Il a rappelé que l’Iran «a déjà annoncé ses conditions pour la réouverture du détroit, et le ministre des Affaires étrangères, Abbas Araqchi, les a transmises aux Américains». «Nous prenons la diplomatie au sérieux, mais nous avons changé de méthode. Nous ne nous assoirons plus à la table des négociations comme un enfant bien élevé», a asséné M. Rezaei. «Nous attendons que ces engagements soient mis en œuvre», a-t-il répété. Le chef militaire au long cours a assuré par ailleurs que «la stratégie de défense et le comportement international de l’Iran ont subi des changements significatifs à la suite de la récente guerre d’agression américano-israélienne», soulignant que Téhéran «ne mènera plus sa diplomatie de la même manière qu’auparavant». «L’Iran d’aujourd’hui ne sera plus l’Iran d’avant la guerre», a-t-il dit, ajoutant que l’Iran allait changer «ses approches diplomatiques compte tenu de la violation par Washington de ses engagements et de sa trahison des négociations». Les Etats-Unis «ont montré leur véritable visage en attaquant l’Iran, en assassinant le Guide suprême iranien et en frappant des écoles», a-t-il poursuivi en référence au massacre de 168 fillettes de l’école de Minab, le premier jour de la campagne militaire américano-israélienne contre l’Iran, le 28 février 2026. Lors de son intervention, M. Rezaei a minimisé l’impact de la guerre économique annoncée par Trump, la qualifiant de «pure propagande». «Ils veulent briser l’unité du peuple par la pression économique et pousser certaines personnes à descendre dans la rue», estime le responsable iranien.
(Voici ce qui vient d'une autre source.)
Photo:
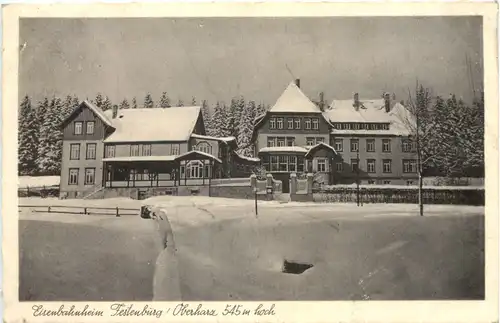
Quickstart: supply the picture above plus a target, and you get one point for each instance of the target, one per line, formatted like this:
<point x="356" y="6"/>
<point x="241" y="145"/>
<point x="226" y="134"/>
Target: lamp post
<point x="357" y="176"/>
D’après lui, ce recours à l’arme économique est le signe que «les Américains ont pris conscience que la confrontation militaire ne fonctionne plus».
Commentant le blocus naval imposé par les Etats-Unis aux ports et aux navires iraniens depuis plusieurs mois, Mohsen Rezaei affirme que l’Iran a «exporté environ 70 millions de barils de pétrole» durant les dernières semaines.